Statistics Checklist:
- Increase o fautomatic driving tests compared to manual over the years
- Potential increase hypothesis using external data such as electric car increase or the national electric car law to be introduced in 2030/2050
- Means of values
- Skewness, Kurtosis, Modality
- Correlation between electric car production and automatic car increase (is correlation = cause)
- Statistical test: Will the increase of automatic car driving lessons increase even more drastically in the future compared to as it is now, and can we use that to predict electric/manual car productions?

#### Imports

In [1]:
#all imports are here
import matplotlib.pyplot as plt 
import matplotlib as mpl
import statistics as stat 
from scipy import stats
import pandas as pd 
import numpy as np 
import seaborn as sns


#### Plot Formatting

In [None]:
figure_size: tuple[int] = (10, 5)
header_size: int = 18
labels_size: int = 12
background_colour: str = '#E9EED9'
plot_colour_1: str = '#4048BF'
plot_colour_2: str = '#E97451'

#### Data Reading

In [None]:
#Reading in all the needed csv files
automatic_national_totals = pd.read_csv('Spreadsheets/Automatic_Tests/National_Totals.csv')
driving_national_totals = pd.read_csv('Spreadsheets/Driving_Tests/National_Totals.csv')
electric_car_totals = pd.read_csv('Spreadsheets/Electric_Car_Production/End_of_Quarter_Totals.csv')
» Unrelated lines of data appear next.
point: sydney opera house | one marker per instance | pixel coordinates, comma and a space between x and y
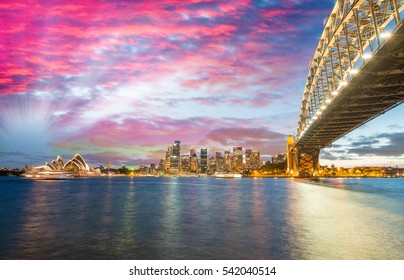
58, 169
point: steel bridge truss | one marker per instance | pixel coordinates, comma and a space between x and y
355, 75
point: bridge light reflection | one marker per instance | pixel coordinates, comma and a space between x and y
385, 35
354, 71
367, 55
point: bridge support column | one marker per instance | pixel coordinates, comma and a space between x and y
308, 162
291, 156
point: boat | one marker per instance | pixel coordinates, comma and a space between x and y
227, 175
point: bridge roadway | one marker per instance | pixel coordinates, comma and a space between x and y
375, 89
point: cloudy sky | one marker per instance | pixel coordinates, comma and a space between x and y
121, 80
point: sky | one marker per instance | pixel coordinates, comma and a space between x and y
119, 81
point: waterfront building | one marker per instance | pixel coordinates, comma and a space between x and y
204, 161
238, 159
193, 161
256, 161
219, 162
279, 158
175, 157
76, 166
185, 164
167, 160
248, 159
227, 161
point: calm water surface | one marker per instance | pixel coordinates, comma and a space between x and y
201, 218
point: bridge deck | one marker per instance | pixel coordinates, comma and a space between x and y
376, 88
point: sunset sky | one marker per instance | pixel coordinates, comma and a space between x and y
119, 81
#### Reusable Statistics Functions

In [None]:
#All reusable functions used to calculate the various statistics used for graphs

def calculate_spearmans(list1: list[float], list2: list[float]) -> None:
    """
    Calculates the Spearman's correlation coefficient.

    This function takes two lists and calculates the Spearman's correlation coefficient, represented as "R" and "P".
    The results are printed in the terminal with four decimal points.
    "In statistics, Spearman's rank correlation coefficient or Spearman's ρ is a number ranging from -1 to 1 that indicates how strongly two sets of ranks are correlated."
    Note to self: Write wikipedia reference properly here

    :param list1: A list to check correlation with
    :type list1: list[float]
    :param list2: A list to check correlation to
    :type list2: list[float]

    :Example:
    >>> calculate_spearmans(thousands_automatic_conducted, electric_licensed)
    "Spearman R = 0.7455
    Spearman P = 0.0085"
    """

    r, p = stats.spearmanr(list1, list2)
    print(f"Spearman R = {r:.4f}\nSpearman P = {p:,4f}")